During the nineteenth century the home was viewed as “heaven on earth,” a hallowed haven in an uncertain world. When man, woman, or child crossed the threshold they were safe. “Not only from injury,” wrote John Ruskin, “but from all terror, doubt and division.” Today many of us cast a nostalgic glance backward. The Victorian era seems so calm, gentle, and gracious…so completely opposite from our own. Yet the four decades spanning the Civil War to turn of the century were among the most politically, socially, and economically turbulent years in our history. Why, then should a period of such profound upheaval comes down to us not only as an age of innocence but also as one of stability and tranquility?

I believe, in a larger part, it is because of a legacy of love left to us by our great grandmothers who reigned over their hearths as surely as Victoria did over her empire. Victorian women may not have had the vote or the trappings of power {including personal disposable income and independence} but they were the moral, spiritual, and physical center of the home, responsible for creating a welcome retreat of beauty, comfort, and contentment that would protect, nurture, and sustain those they love. To achieve this, ordinary middle class women elevated the pursuit of domestic bliss to an extraordinary art form, from white-linen Sunday dinners to blue-checked gingham Independence Day picnics. Women approached the domestic arts…cooking, decorating, gardening, handcrafts and entertaining…not as burdens but as a form of personal expression and a means of persuasion. Traditions that celebrated the jobs of home and family acted as the mystical mortar that held bodies and soul together in a tumultuous society that was changing at the speed of light.
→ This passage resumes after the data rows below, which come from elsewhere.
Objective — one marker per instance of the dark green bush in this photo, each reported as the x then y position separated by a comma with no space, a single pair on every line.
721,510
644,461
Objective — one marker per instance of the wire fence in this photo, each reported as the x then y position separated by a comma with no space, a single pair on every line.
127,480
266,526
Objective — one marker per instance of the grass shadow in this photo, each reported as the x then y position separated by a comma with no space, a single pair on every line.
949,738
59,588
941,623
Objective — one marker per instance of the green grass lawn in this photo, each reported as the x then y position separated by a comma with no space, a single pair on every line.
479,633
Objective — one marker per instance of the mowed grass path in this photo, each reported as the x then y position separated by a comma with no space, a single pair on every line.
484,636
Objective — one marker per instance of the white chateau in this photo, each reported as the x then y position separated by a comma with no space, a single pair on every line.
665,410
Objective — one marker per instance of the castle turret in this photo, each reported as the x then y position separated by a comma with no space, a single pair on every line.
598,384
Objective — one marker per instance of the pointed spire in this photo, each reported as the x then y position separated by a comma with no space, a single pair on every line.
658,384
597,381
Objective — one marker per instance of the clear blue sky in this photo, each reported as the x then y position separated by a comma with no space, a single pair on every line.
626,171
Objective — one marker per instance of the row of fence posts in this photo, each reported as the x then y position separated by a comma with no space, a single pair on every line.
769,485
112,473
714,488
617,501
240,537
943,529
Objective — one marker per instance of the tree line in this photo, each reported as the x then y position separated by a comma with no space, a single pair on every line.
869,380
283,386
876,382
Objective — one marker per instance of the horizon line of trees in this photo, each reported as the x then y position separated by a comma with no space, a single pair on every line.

“Home is where we start from,” T.S. Eliot observes. Today, a century after he was born, “home” is a place where many women are longing to return, if not literally, then figuratively. Begin believing that the time, energy, and emotion you invest daily in the soul craft of home caring…craving holds no more guarantees for us then it did for our Victorian foremothers. Yet they faced the future with full hearts, determined to create a lasting work of art: a happy, secure, and beautiful retreat of love and laughter. “We can too.” Author unknown

Millie’s quote for today, every spirit builds itself a house, and beyond its house a world, and beyond its world a heaven. Know then that world exist for you.

Ralph Waldo Emerson

My thought for today, home is where the heart is.